Trust drives business performance. PricewaterhouseCoopers’ (PwC) research indicates that when companies focus on mission and their own distinctive capabilities, especially their values, they generally achieve significantly higher profitability levels as compared to competitors that do not. Consumers make choices not just based on the service provided, but more and more because of overall trust in the organization. PwC’s recent article, “Redefining Business Success in a Changing World, CEO Survey”, contained data from interviews with 1,409 CEOs in 83 countries. Most of the CEOs (55%) are concerned about the lack of trust in business today; just 37% expressed this concern 3 years ago.
CEOs understand that customers, employees and other stakeholders increasingly care about what an organization stands for. Of the CEOs surveyed, 84% believe customers value how organizations conduct themselves in society. Most (69%) believe their organizational purpose involves adding value for stakeholders beyond just customers and investors and their mission should embrace the employees, wider society and even the organization’s supply chain. Many CEOs (45%) felt that serving this broad constituency had always been in their mission. Moreover, evolving societal expectations caused an additional 24% to broaden their mission over the last three years in response.

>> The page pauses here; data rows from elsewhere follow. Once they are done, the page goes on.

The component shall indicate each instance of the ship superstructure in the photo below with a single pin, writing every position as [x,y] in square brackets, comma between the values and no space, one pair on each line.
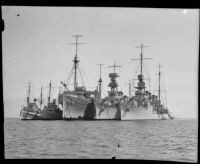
[30,111]
[109,107]
[143,105]
[51,111]
[158,106]
[78,103]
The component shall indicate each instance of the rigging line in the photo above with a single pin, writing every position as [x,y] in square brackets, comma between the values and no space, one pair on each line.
[155,85]
[166,98]
[146,71]
[81,75]
[136,70]
[85,74]
[70,75]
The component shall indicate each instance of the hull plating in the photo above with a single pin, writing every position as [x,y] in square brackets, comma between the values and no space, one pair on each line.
[74,107]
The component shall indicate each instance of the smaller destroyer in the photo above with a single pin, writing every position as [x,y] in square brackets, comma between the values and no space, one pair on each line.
[51,111]
[31,111]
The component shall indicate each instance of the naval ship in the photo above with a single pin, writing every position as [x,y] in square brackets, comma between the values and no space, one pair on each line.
[51,111]
[31,110]
[108,108]
[143,105]
[78,104]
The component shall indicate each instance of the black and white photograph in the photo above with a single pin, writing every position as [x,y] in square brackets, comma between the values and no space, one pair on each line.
[100,83]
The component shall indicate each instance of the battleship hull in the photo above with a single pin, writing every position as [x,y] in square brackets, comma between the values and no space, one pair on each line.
[26,114]
[135,113]
[108,112]
[51,114]
[78,108]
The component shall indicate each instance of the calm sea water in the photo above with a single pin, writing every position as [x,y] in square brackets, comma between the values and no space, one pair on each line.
[171,140]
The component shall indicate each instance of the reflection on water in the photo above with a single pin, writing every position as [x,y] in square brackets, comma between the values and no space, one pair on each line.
[174,140]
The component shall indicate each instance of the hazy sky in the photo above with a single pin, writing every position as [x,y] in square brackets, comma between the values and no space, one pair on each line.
[36,47]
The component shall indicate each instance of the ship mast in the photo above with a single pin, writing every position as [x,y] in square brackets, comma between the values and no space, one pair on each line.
[159,84]
[41,97]
[76,60]
[29,91]
[113,84]
[100,82]
[141,84]
[49,92]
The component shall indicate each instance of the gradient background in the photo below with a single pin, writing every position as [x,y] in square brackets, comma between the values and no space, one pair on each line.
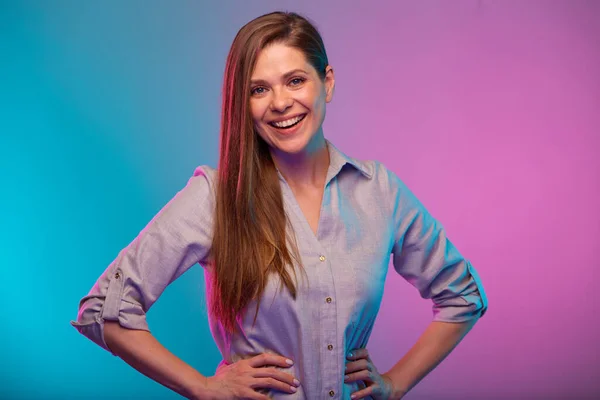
[489,110]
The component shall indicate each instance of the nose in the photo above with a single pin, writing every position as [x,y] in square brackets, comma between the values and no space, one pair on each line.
[281,101]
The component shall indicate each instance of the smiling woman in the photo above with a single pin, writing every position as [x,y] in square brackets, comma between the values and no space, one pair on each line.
[295,237]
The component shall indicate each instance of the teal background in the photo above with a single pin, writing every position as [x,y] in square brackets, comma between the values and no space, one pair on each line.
[487,109]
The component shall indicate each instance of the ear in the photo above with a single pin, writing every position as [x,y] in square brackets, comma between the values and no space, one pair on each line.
[329,83]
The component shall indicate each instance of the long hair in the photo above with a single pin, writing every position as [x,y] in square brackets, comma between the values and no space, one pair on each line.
[250,236]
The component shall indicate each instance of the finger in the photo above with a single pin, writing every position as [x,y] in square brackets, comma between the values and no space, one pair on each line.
[277,374]
[358,365]
[270,359]
[253,395]
[364,375]
[272,383]
[361,394]
[357,354]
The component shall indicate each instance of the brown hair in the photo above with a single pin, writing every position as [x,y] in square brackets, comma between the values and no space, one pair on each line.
[250,235]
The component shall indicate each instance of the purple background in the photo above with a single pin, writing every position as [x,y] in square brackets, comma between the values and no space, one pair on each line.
[488,110]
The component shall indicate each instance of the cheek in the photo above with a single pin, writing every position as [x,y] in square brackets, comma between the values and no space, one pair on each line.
[257,110]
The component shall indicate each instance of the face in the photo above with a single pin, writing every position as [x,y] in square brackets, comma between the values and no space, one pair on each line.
[288,99]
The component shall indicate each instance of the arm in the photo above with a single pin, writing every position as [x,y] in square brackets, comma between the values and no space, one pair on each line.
[113,313]
[425,257]
[143,352]
[438,340]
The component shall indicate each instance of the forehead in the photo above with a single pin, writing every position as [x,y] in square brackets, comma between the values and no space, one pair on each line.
[277,59]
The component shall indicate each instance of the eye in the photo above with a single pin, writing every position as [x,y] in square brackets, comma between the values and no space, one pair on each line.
[257,90]
[297,81]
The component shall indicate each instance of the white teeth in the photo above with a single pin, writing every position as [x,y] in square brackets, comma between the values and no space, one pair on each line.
[284,124]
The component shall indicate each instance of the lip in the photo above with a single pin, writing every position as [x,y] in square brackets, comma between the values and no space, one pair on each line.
[286,118]
[289,131]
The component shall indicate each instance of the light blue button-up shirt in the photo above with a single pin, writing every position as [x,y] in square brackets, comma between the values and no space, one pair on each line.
[367,214]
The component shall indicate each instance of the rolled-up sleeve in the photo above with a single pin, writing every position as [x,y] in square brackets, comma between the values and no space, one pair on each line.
[176,238]
[423,255]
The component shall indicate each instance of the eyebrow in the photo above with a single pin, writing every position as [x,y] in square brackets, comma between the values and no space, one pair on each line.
[285,76]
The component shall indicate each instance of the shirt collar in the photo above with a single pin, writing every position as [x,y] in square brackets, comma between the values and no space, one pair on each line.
[337,160]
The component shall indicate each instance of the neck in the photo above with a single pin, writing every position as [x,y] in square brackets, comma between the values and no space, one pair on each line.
[307,168]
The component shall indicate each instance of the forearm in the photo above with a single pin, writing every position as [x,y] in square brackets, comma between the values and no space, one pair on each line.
[143,352]
[438,340]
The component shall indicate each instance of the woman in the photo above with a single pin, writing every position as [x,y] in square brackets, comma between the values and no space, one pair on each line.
[295,238]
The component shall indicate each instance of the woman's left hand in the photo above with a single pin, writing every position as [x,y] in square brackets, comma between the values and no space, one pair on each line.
[361,368]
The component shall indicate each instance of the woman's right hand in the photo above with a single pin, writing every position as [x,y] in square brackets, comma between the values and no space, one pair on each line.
[242,379]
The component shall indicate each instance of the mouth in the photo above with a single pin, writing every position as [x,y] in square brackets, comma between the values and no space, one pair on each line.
[288,124]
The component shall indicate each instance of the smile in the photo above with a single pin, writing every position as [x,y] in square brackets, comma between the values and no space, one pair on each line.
[288,123]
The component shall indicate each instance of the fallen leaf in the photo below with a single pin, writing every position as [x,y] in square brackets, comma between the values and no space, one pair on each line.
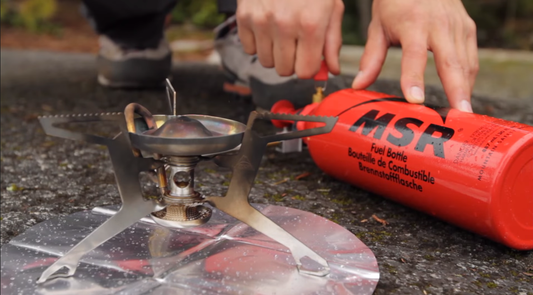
[382,221]
[303,175]
[281,181]
[30,117]
[47,108]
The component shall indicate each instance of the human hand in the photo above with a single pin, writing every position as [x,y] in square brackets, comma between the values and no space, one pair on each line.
[292,36]
[441,26]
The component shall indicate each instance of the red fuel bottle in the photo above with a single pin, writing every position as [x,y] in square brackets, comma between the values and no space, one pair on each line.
[470,170]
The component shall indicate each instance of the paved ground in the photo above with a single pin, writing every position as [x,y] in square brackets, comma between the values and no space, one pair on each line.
[43,177]
[503,74]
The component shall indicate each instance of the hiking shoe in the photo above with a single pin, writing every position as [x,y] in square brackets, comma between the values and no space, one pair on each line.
[247,77]
[133,68]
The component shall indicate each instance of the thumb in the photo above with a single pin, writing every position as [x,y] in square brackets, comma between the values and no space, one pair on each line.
[373,57]
[334,38]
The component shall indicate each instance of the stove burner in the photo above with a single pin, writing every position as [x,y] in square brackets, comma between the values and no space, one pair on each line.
[169,147]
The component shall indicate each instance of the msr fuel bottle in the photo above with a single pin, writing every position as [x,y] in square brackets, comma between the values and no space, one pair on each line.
[471,170]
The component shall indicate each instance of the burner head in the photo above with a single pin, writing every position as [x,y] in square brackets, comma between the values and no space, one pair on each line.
[180,216]
[181,127]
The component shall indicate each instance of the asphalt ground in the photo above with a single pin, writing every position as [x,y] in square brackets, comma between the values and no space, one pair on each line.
[45,177]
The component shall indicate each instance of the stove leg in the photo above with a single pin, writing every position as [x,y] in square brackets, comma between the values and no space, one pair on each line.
[113,226]
[307,260]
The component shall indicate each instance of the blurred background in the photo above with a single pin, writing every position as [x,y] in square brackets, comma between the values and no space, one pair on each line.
[505,36]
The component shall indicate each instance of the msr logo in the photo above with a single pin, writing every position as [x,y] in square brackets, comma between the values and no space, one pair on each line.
[434,135]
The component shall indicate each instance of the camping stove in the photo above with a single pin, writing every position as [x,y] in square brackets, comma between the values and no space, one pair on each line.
[168,148]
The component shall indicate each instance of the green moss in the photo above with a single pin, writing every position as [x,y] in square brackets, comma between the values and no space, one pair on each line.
[335,217]
[277,197]
[391,269]
[429,257]
[272,176]
[343,201]
[324,191]
[492,285]
[373,236]
[14,188]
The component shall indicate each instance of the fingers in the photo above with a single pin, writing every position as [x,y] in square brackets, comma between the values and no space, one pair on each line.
[333,41]
[309,48]
[246,34]
[263,41]
[373,57]
[471,51]
[451,67]
[414,60]
[284,48]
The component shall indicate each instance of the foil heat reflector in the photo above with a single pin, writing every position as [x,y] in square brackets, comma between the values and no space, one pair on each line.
[180,240]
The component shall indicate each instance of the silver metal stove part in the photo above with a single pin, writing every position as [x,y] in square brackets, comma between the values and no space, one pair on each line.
[223,257]
[171,95]
[126,167]
[291,145]
[230,136]
[245,163]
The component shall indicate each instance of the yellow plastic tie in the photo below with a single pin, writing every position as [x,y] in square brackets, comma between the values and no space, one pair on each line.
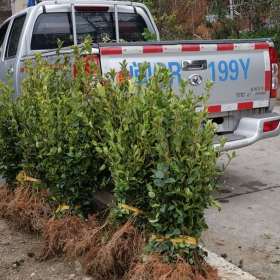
[135,210]
[181,239]
[62,208]
[22,177]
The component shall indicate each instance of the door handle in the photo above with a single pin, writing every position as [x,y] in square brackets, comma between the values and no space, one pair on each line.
[193,65]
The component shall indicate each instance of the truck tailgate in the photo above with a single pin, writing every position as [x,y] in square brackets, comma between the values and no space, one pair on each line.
[240,71]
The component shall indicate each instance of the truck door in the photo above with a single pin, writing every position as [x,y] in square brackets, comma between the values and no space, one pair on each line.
[3,35]
[11,61]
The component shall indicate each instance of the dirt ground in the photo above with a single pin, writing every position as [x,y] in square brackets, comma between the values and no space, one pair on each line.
[19,259]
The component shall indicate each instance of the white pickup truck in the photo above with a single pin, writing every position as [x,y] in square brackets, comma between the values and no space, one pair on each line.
[244,72]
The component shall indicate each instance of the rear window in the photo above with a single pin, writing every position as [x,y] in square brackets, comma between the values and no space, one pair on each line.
[14,36]
[132,27]
[51,27]
[99,25]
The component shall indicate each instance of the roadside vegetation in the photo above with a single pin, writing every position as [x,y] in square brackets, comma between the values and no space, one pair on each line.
[73,133]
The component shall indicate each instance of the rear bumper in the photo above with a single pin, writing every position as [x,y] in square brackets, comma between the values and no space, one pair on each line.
[249,131]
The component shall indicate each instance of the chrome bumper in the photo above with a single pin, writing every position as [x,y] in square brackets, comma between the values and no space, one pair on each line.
[249,131]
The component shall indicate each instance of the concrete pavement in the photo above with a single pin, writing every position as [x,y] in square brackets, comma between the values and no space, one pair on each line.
[247,230]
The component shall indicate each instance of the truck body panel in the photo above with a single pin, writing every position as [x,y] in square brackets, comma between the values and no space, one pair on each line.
[242,72]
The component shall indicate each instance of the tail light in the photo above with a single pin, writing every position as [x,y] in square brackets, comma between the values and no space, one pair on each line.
[274,72]
[88,60]
[270,126]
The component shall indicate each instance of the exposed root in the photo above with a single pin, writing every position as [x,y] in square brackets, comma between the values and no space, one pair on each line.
[70,235]
[112,260]
[6,197]
[88,238]
[155,269]
[28,209]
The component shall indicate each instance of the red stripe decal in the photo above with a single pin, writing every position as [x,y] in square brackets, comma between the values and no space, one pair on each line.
[190,48]
[245,105]
[225,47]
[273,93]
[152,49]
[214,109]
[261,46]
[267,80]
[111,51]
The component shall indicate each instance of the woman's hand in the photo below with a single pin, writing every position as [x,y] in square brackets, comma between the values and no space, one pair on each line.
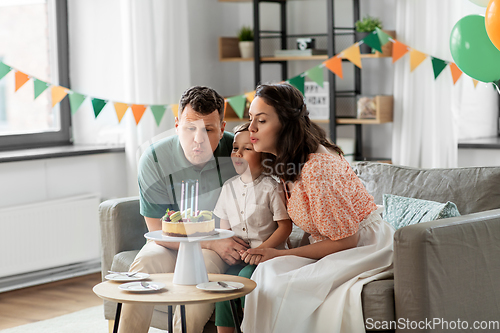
[252,259]
[265,253]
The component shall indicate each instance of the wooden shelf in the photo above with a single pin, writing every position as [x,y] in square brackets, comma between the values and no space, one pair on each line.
[384,111]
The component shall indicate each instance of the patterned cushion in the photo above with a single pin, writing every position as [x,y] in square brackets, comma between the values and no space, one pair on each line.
[402,211]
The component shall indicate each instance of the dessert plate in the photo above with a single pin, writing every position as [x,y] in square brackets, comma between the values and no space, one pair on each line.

An organization positions itself to create the best value for customers and investors, and also for society when it aligns its strategy around its values and purpose, commits to them and effectively executes the strategy with them in mind. This builds trust, and trust attracts new customers and retains existing ones. Prospective employees that are aligned with the values and mission are attracted to the company, existing employees choose to stay, partners are more willing to collaborate, and investors are more prepared to entrust stewardship of their funding.
Most CEOs (64%) believe that corporate social responsibility is core to their business, not just a “program”. A CEO taking a values-based stand on issues that their customers care about enhances brand loyalty and trust. In fact, research conducted jointly by the Duke and Harvard Business Schools suggests that CEO activism, not only can affect public opinion, it can increase interest in the company’s products. Take the case of Apple’s CEO Tim Cook. He supports LGBT nondiscrimination and marriage equality, and he publicly states his opposition to state laws deemed adverse to LGBT Americans. It appears that Mr. Cook’s values, Apple’s core values and those of Apple customers are aligned. The Duke/Harvard data show that the benefits for Apple outweigh possible harm as customer gains from Mr. Cook’s advocacy outweigh potential losses by those who disagreed with him. Customers increased their trust in Apple as a result.
There are more channels than ever to create a two-way street for learning from stakeholders and disseminating information to them. For example, social media can be used to “listen actively” to stakeholders and in so doing companies gain valuable insights on motivations and priorities of customers, investors and other stakeholders, which can be continually employed to help develop strategy. In disseminating information, describing how the organization is serving stakeholders can be difficult to articulate. Many CEOs (33%) feel a conflict between financial expectations and wider stakeholder needs, as long-term strategies that build trust may appear counter to the often-intense focus on short-term performance. Even so, PwC found that CEOs (82%) prioritize long-term over short-term views. They know and understand the significance of effectively communicating their values, the organization’s values and how the organization’s mission serves society as a whole.